Nearly 60 years after its initial theatrical release, 12 Angry Men remains one of the most powerful, wisest and brilliantly composed motion pictures of all-time. Sydney Lumet’s adaptation of the stage play has 99% of the film in one room. It’s 12 guys just yapping at each other for 90 minutes, but yet it flies by as fast as any thriller ever made.
Character development for each of these 12 jurors, stuck with deciding the fate of a young man charged with murder evolves naturally over the course of arguing back and forth the merits and flaws in the prosecution’s case. Henry Fonda begins as the lone hold out, but then he begins to poke hole after hole in the case and the tide of the jury swings his way. Most people would pick the last juror to be won over, and that’s obviously an iconic scene.

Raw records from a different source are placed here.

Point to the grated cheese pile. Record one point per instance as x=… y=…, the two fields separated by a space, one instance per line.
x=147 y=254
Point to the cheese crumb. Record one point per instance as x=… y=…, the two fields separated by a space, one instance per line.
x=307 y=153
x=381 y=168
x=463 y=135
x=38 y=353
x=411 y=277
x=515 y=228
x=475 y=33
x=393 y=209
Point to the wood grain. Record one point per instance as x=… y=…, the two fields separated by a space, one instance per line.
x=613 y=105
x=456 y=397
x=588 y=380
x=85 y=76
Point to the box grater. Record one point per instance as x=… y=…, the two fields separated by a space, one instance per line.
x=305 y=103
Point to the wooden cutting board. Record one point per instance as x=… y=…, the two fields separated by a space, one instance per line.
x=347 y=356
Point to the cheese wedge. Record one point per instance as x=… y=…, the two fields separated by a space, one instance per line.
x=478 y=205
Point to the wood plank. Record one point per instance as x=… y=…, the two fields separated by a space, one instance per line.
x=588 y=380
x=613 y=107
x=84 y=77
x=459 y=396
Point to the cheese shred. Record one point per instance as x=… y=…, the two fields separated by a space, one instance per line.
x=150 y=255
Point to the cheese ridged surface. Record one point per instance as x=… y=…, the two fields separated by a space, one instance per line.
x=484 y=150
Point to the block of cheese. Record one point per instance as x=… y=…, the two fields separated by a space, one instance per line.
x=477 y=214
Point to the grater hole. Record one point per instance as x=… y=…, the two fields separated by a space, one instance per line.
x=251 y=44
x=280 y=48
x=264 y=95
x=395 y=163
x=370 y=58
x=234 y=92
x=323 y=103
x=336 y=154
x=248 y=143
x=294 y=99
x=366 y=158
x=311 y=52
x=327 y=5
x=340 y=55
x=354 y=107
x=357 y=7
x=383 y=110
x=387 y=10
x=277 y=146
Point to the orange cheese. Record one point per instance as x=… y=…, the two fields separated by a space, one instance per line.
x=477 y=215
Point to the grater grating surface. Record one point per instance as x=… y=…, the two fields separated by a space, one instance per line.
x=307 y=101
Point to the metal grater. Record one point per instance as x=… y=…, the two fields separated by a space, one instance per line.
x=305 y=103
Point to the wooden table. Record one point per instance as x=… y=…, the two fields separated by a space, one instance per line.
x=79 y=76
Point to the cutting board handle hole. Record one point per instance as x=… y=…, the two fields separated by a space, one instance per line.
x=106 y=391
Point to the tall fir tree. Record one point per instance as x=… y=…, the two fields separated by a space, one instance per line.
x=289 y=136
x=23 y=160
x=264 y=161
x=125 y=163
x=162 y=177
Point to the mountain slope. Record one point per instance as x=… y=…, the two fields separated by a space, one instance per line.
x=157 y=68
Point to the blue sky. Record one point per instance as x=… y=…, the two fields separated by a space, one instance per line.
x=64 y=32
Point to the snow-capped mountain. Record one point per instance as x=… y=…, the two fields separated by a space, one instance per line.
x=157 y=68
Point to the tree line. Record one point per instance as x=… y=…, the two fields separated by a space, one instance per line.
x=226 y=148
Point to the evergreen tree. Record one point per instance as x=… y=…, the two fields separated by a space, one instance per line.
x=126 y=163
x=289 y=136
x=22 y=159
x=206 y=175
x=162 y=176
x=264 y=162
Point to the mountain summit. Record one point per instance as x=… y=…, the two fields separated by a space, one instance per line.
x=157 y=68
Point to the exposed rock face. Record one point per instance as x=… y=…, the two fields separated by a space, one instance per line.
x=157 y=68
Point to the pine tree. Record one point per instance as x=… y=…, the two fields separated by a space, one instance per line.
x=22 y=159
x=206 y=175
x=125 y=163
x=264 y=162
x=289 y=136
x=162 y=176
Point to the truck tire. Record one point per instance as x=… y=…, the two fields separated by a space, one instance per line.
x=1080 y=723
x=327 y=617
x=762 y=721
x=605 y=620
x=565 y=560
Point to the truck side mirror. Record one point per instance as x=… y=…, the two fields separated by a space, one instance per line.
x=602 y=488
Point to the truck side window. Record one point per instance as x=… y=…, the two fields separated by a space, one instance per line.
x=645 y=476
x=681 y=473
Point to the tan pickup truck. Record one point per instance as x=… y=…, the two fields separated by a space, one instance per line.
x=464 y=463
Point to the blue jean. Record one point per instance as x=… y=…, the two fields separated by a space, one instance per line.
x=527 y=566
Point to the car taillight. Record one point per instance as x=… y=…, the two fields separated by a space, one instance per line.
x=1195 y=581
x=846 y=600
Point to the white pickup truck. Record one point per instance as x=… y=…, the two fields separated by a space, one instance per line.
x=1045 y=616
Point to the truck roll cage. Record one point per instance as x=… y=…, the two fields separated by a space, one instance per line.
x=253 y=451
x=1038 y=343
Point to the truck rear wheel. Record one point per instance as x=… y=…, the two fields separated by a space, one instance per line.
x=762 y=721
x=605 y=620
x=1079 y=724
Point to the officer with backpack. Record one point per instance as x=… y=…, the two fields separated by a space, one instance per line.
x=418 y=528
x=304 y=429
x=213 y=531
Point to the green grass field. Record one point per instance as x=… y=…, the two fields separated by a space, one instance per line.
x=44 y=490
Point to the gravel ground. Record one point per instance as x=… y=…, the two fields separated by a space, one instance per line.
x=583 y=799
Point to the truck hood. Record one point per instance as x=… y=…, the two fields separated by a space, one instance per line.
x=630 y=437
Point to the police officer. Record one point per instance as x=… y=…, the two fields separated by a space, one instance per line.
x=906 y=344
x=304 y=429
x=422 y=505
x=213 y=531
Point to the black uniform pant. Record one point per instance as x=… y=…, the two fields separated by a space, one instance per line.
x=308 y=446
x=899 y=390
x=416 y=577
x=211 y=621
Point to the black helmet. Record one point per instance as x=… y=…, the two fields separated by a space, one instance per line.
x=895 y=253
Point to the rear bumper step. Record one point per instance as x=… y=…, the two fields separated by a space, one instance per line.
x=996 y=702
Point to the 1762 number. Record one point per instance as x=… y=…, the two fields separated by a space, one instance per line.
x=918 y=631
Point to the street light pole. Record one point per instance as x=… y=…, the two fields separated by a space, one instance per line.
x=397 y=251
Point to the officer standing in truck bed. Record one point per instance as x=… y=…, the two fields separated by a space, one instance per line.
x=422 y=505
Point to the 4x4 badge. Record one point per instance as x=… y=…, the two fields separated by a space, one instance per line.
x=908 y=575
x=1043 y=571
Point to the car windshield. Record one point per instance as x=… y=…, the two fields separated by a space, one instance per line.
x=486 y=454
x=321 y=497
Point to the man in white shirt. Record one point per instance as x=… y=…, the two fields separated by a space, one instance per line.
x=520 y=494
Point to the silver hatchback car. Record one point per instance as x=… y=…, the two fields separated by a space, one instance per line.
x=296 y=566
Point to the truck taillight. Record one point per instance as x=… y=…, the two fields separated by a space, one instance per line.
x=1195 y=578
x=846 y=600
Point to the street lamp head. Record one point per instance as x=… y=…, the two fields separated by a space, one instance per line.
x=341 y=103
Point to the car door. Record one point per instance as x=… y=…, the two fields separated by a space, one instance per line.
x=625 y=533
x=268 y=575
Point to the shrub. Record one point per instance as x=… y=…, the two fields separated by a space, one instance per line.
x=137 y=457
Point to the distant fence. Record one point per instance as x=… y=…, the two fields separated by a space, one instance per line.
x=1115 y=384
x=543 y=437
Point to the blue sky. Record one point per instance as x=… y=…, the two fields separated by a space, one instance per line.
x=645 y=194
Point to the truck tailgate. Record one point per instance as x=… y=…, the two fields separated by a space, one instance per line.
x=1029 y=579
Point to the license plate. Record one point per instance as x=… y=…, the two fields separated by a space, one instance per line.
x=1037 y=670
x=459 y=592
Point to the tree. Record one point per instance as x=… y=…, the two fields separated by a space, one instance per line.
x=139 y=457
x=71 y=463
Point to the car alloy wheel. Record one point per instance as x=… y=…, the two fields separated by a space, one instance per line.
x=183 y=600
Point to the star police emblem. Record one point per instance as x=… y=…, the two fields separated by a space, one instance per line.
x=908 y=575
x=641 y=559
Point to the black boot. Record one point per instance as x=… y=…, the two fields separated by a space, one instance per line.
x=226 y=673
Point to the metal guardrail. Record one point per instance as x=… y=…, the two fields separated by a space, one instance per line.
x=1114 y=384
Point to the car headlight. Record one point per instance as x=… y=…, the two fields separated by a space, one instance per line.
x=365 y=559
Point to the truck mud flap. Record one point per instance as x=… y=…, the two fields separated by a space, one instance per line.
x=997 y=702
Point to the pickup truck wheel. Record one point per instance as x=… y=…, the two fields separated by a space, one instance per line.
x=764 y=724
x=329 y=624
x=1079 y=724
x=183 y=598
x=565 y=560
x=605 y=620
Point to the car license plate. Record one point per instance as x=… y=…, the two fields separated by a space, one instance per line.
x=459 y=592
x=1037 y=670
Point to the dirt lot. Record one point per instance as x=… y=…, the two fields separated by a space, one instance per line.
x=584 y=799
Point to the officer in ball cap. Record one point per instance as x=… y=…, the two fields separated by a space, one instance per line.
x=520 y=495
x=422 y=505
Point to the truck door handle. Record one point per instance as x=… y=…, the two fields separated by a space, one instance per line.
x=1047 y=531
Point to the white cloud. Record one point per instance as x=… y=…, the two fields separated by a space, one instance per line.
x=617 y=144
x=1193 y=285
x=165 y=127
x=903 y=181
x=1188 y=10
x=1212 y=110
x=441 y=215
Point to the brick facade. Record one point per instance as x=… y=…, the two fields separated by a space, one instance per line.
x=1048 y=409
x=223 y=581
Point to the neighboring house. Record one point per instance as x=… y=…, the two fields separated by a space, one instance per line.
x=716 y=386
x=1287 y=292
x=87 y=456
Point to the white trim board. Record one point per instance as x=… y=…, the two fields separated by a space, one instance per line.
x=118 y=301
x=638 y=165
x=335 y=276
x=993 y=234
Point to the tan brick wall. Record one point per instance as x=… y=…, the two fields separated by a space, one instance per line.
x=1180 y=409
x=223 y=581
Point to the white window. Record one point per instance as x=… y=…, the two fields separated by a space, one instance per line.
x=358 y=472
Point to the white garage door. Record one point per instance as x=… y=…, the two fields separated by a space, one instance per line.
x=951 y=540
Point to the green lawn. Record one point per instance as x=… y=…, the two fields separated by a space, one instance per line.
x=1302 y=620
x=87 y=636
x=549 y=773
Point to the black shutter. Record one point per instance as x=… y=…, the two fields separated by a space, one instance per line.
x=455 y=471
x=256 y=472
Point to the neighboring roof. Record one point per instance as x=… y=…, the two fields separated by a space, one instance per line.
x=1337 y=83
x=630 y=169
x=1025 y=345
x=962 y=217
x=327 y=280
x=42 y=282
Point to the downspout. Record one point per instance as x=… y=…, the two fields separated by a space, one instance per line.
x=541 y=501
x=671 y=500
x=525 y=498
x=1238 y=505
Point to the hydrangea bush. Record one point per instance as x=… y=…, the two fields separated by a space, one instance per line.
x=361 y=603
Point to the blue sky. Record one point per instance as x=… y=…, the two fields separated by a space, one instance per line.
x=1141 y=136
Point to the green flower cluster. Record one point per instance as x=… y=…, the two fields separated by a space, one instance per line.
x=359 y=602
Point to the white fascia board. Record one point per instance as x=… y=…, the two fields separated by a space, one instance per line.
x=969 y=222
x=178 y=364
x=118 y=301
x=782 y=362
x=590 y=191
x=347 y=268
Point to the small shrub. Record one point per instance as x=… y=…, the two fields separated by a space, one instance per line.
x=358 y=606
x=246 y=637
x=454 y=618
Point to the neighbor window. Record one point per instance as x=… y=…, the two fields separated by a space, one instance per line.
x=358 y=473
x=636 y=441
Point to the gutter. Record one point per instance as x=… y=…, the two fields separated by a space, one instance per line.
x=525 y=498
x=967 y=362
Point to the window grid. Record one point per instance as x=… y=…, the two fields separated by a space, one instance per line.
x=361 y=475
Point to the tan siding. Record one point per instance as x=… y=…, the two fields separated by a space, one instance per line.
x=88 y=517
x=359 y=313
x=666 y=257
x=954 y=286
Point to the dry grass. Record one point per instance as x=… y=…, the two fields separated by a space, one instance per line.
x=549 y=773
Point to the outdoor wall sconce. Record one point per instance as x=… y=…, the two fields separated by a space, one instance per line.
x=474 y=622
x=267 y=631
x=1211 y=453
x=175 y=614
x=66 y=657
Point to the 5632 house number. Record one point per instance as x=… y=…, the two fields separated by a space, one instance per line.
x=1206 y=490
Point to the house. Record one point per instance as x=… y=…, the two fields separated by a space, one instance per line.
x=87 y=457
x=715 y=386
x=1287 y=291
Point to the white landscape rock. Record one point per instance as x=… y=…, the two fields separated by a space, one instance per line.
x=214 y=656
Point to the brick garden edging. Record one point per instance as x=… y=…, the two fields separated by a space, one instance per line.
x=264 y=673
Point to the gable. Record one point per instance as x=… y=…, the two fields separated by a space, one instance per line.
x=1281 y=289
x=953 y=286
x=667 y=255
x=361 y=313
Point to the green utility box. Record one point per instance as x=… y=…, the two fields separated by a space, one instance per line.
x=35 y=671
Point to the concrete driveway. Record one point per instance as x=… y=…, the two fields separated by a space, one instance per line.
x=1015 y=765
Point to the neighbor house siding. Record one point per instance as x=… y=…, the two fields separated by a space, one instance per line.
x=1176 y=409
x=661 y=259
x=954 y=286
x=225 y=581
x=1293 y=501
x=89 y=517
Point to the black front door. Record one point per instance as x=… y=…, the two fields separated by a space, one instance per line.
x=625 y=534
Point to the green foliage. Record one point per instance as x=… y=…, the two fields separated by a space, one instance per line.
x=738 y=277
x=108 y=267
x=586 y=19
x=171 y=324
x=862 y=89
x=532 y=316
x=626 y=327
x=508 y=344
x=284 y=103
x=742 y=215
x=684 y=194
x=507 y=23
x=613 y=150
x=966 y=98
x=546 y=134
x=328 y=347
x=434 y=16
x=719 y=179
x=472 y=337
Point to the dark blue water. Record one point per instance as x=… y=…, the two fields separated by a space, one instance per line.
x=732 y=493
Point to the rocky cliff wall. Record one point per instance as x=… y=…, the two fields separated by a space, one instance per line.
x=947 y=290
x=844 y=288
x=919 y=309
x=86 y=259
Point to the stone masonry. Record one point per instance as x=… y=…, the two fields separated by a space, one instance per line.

Myself, I like an earlier moment, when everyone realizes that the fervor of one of the advocates of a guilty verdict is based on the fact that he’s one of “those people”. It doesn’t matter what he meant by that. It was prejudice. The other 11 men make the most noble choice you can make when faced with someone spewing that type of venomous, irrational hate…..they turn their backs on him. They don’t engage him in discourse, it’s not worth it. He’s not worth it. I wish we could practice this a little more instead of screaming at each other. Just turn away and don’t waste a second of your life arguing over something not worth the air you’d need to breathe a response to life. It’s just a small part of this film, but a powerful one, and my favorite scene in this classic.